Bu coğrafya ‘aşırı dincilik, suçlama kültürü ve teröristlerin istihdamı için mümkün olabilecek en uygun zemini sunuyor’ diyorlar. ‘Biz bu sınırları değiştirmez isek eğer, dökülecek kan ABD’nin olur’ diyorlar.

Üstelik buna dini vurgu yaparak öne çıkarıyorlar yani ‘Kutsal Savaş’ tıpkı Tevrat ve İncil’de yazılı ayetlerde anlatıldığı gibi. İşte  o bölüm;

‘Eğer büyük Orta Doğu’nun sınırları, kan bağı ve inanç bağının doğal bağlantılarını yansıtacak şekilde değiştirilemez ise, bölgede dökülen kanın bir bölümünün bizim kanımız olmaya devam edeceği hususunu dini bir inanç hususu gibi kabul etmemiz gerekecektir’.

Başta söylediğim bölgedeki ülkeleri de iki gruba ayırmışlar, ‘kazanan ve kaybeden’ diye ve Türkiye kaybedenler içinde yer alıyor.:

Kazananlar: ‘Afganistan, Arap Şii Devleti, Ermenistan, Azerbaycan, Özgür Belucistan, Özgür Kürdistan, İran, İslami Kutsal Devlet, Ürdün, Lübnan, Yemen.’

Kaybedenler: ‘Afganistan, İran, Irak, Kuveyt, Pakistan, Katar, Suudi Arabistan, Suriye, Türkiye, Birleşik Arap Emirlikleri, Batı Şeria.’

Bu Amerikan projesi içinde Nakşibendi tarikatına vurgu yapılıyor oluşu tek başına incelenmesi gereken ayrı bir konu. Bu da ister istemez en başta açıkladığımız tarikat bağlarını yeniden hatırlamamıza vesile oluyor.

Öte yanda…

Barzani’nin arkasında İsrail var diyen Usta ‘bu işin arkasında Amerika da var’ demedi hala demiyor.

İşin gerçeği ‘Büyük Ortadoğu Projesi’nin düğüm noktası Irak’tır. Kuzey Irak.
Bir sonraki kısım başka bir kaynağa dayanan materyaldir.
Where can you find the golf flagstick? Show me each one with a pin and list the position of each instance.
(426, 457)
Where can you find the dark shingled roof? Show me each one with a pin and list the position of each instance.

Süreç Barzani’nin Kürdistan’ı üzerinden yürüyor, yürütülüyor. Bu Barzani Türkiye’de siyasetin egemen olduğu yasama faaliyetleriyle ‘açılım’ denilerek Doğu ve Güneydoğu Anadolu’ya uzanıyor.

PKK terör örgütünü de desteğine alıyor. Aynı Barzani Fırat’ın doğusunda PKK ve türevleri üzerinde yürüyerek Fenike’ye, Akdeniz’e uzanıyor.

Peki, bu planda Suriye neden yok?

BOP’un bir başka ilginç tarafı da bu zaten.

Planda sadece Suriye değil, Filistin hiç yok, Ürdün hiç yok.

Planda Suriye ile ilgili geçen tek kelime var, o da Fenike. Şimdi tek başına Fenike kelimesinden yola çıkarak bizim yaptığımız gibi İsrailoğullarına kaç kişi ulaşabilir ki?

Fenike’yi yeniden yaşatmak istiyorsanız, Suriye işin içine girmeden bu iş nasıl yapabilir ki?

 Başlangıçta bu özelliğiyle bize sanki eksik yazılmış hissi veriyor olsa da İsrail’in Kivunim’de yayımlanan yol haritası aslında bu resmi tamamlıyor.

Çünkü Suriye, Mısır, Ürdün, Filistin hepsi bir bütün olarak İsrail planında açıklanmış.

 ABD Irak’tan ta Afganistan’a kadar BOP’la açılırken, İsrail’in ise daha ziyade kendini çevrelemiş Müslüman ülkeleri hedef aldığını görüyoruz.

Bu da bir başka algı operasyonu olmalı.

Türkiye’de BOP ön plana çıkarıldığı için, perde arkasındaki asıl oyuncu İsrail örtüleniyor. Ama işin gerçeği şu ki bu iki plan bir bütün, biri diğerini tamamlıyor. ABD’yi gören gözlerin, hemen yanı başındaki İsrail’i de görmesi gerekiyor.

Bu noktada, 15 Temmuz’da kendi içinde vurulmuş bir Türk Ordusunun daha aldığı yaralar iyileşmeden apar topar Suriye’ye gönderilişi, Usta’nın Esad’a zalim, ABD’ye stratejik ortak deyişi, terörle mücadele adına Suriye Devleti iş birliğinden kaçınması, Esad’a karşı muhalefetin güçlendirilişi..

ABD’nin olduğu kadar İsrail’in de işine yaradığı artık görülebiliyor.